Great video on the Keystone Outback website now









Owners Rally Video is at the bottom

-CC


----------



## egregg57 (Feb 13, 2006)

collinsfam_tx said:


> Great video on the Keystone Outback website now
> 
> 
> 
> ...


 Yup, the unedited version was posted here on Outbackers a few weeks ago through a link provided by Keystone. It was sure a lot of fun!


----------



## Joonbee (Jan 18, 2008)

Glad they got it up on there site. We had it about a month ago and it looks like they really didnt do any other editing after sending us the "first cut". There was another thread here with it also.

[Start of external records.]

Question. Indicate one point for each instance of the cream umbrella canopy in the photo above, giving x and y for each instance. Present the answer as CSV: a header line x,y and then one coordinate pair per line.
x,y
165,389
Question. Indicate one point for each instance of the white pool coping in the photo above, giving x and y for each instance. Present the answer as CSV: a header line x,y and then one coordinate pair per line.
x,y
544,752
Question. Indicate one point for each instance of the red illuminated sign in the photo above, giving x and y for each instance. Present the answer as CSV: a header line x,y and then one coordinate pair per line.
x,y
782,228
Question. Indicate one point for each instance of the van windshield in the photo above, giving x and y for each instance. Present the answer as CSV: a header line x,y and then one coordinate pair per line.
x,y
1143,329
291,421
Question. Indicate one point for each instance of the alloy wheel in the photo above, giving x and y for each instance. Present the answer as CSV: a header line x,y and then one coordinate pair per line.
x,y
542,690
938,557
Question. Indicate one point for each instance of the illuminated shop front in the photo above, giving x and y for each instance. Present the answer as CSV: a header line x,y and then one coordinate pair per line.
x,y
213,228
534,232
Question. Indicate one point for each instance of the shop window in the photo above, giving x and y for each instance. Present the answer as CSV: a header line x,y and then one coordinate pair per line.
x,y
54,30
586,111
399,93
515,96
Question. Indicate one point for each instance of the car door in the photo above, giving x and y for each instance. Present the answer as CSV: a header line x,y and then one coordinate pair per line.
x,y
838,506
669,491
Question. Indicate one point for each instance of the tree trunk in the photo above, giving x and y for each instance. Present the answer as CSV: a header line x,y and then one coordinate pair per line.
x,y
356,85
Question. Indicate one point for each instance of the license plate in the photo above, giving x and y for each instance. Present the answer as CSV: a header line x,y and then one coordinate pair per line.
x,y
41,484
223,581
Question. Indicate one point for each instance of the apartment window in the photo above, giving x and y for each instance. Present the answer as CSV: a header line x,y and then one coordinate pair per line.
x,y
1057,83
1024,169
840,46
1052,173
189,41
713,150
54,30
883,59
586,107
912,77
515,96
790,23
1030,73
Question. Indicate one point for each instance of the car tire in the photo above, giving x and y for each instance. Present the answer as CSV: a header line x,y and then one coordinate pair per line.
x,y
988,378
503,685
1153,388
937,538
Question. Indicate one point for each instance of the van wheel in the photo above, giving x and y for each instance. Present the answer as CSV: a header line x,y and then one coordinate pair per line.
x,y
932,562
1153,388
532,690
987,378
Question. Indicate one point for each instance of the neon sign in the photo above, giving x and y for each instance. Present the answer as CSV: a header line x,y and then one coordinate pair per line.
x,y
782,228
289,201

So who's gonna get their Outback up to Maine this year and be a part of the now famous rally.

Jim


----------



## cdn campers (Oct 31, 2011)

yah was looking at the rally a few hours ago save me a lobster


----------



## Joonbee (Jan 18, 2008)

cdn campers said:


> yah was looking at the rally a few hours ago save me a lobster


Would be glas too. What site do you have reserved and we will get you on the list as well







??

Jim


----------



## duggy (Mar 17, 2010)

Great video! I'm hoping to do that rally in a couple more years. First I have to make some money so I can afford to take a three week vacation to Maine, plus all the other places I want to visit! Looks like a lot of fun!


----------